The debate over the development of green energy resources in America is generally framed with the discussion of climate change, and the harmful effects that greenhouse gasses have on the planet. It would seem odd to supporters of renewable and clean energy production methods why anyone outside of the fossil fuel industry would support a method of producing power that produces pollution over those that do not. Obviously those who are directly employed by the fossil fuel industry would argue for it over renewable sources, but why would the general public who have no ties directly to the industry choose to support dirtier methods of production over the cleaner ones. The answer comes down to the discussion of money.

Fossil fuels being burned are a cheaper method of producing power for consumer consumption than renewable energy sources like wind and solar. While there is obviously no support for harming the atmosphere, the actual damage is difficult to perceive and will not effect the daily life of a consumer. The only effect they see on a day to day basis is the price they pay for each unit of power that they consume, and if asked to pay a higher price for that same product they will weigh the price increase against the immediate perceived damages. Because the entire discussion of atmospheric change as a result of fossil fuels being burned relates to the future of the planet, most consumers quietly support the method that will cost less today. The entire debate would immediately be ended in favor of renewable energy sources if it were that they cost less than fossil fuels.

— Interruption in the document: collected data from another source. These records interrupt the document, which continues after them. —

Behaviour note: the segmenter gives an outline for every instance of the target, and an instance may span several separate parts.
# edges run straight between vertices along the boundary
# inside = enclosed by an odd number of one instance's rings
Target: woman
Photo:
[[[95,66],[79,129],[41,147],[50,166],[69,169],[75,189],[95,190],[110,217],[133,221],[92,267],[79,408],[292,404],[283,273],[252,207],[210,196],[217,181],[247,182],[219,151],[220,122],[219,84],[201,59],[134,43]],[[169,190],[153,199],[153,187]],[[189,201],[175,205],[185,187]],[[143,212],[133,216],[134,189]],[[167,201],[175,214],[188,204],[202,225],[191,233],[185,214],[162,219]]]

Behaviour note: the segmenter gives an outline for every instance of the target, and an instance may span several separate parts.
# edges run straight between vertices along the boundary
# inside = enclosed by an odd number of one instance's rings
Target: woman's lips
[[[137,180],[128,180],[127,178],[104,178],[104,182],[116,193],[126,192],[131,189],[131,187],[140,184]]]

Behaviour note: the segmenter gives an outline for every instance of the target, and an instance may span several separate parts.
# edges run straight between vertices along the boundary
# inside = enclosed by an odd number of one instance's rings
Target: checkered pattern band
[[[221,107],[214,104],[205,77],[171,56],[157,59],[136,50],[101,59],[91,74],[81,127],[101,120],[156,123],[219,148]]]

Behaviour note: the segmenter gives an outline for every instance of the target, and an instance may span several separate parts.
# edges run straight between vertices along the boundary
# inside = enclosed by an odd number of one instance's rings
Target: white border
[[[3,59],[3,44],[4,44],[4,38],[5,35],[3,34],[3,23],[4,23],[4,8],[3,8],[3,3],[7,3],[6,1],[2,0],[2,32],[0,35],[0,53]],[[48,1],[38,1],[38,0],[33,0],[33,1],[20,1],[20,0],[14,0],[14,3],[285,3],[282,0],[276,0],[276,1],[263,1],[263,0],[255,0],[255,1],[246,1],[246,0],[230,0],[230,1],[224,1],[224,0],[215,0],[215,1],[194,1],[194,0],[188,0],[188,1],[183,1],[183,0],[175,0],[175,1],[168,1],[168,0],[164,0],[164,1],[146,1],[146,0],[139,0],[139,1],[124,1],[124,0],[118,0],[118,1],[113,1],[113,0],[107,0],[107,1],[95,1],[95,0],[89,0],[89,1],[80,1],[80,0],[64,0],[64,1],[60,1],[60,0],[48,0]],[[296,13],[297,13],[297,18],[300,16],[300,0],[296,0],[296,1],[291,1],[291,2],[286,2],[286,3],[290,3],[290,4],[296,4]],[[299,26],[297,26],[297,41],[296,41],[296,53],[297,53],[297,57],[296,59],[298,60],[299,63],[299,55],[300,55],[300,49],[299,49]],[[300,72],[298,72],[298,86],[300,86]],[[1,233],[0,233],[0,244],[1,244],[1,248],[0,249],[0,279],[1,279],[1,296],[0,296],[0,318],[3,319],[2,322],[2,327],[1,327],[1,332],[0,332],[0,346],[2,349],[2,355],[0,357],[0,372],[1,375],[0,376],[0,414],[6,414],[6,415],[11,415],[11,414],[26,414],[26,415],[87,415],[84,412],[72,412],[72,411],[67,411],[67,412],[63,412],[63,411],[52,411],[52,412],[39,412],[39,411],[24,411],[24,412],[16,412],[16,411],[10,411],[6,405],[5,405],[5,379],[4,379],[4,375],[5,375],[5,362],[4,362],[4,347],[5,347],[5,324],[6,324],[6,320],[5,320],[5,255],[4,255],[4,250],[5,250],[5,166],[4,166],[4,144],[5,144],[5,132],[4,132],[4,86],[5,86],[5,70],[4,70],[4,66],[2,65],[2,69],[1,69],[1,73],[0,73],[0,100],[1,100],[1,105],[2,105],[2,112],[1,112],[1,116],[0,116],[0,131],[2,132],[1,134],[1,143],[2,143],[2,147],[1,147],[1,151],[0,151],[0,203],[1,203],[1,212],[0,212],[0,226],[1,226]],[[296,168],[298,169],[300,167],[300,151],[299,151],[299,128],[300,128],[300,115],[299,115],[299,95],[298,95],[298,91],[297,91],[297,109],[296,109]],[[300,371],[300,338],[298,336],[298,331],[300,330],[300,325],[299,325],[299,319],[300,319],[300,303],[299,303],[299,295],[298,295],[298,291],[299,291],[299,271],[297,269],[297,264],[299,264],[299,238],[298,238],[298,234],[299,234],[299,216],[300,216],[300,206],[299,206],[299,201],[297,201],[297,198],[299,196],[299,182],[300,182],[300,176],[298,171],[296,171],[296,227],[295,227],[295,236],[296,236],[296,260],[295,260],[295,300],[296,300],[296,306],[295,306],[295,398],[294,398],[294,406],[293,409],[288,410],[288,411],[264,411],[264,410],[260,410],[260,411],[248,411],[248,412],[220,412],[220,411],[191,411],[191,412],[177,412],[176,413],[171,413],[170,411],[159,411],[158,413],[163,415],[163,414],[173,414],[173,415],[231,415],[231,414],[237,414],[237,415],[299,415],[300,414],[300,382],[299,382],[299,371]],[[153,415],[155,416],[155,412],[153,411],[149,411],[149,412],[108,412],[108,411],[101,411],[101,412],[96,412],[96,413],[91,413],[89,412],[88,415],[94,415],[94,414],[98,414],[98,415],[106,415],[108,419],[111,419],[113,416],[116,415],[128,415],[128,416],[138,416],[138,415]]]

Renewable energy resources are utilizing all methods and technologies at their disposal in attempts to make the power cheaper to produce. The fact of the matter is that the sun does not shine all the time and the wind does not blow all the time, making the amount of hours each day that wind and solar farms are producing limited. Each of these industries can only produce power for limited times each day when the source of the power is available, as opposed to fossil fuel production plants which can generate power 24 hours a day. Most technology with respect to renewable energy is geared at getting more power produced within the timeframes that the resource is available, and reducing the costs associated with manpower and maintenance. In many respects, the renewable energy industry has maximized the amount of power that can be produced by using the extent of technology available at the current time.

There is a new technology available that may change the entire landscape of renewable energy, and it is actually not directly related to the industry itself. The greatest threat to both wind and solar production facilities is lightning strikes and the electrical surges that happen as a result. The damage that is produced to the windmill and solar panel after a lightning strike is unavoidable, but the damage that is produced when the subsequent surge travels across power lines and reaches sensitive computer equipment is able to be stopped. In the post, SPDs (surge protective devices) that were installed in these facilities were more consumer grade, and did little to protect against surges. While they may have stopped the immediate flow of extra current, the facility is knocked offline after they do their job. Until they are reset or replaced, the facility is not producing electricity. New technological advances in the SPD market allow for more robust construction of the devices, making them able to handle the large loads that lightning strikes produce and regulating the flow more effectively. Specific devices from certain manufacturers also allow for the devices to continue to function even after being triggered, thus keeping the facility online and producing for the maximum periods of time. Through integration of these new industrial grade surge protectors into both solar farms and wind farms, equipment can be protected more effectively and life spans can be increased. These advances will bring the price per unit charged to consumers down below the fossil fuel prices of today, and there will no longer be a public debate as to the superiority of renewable energy over traditional methods.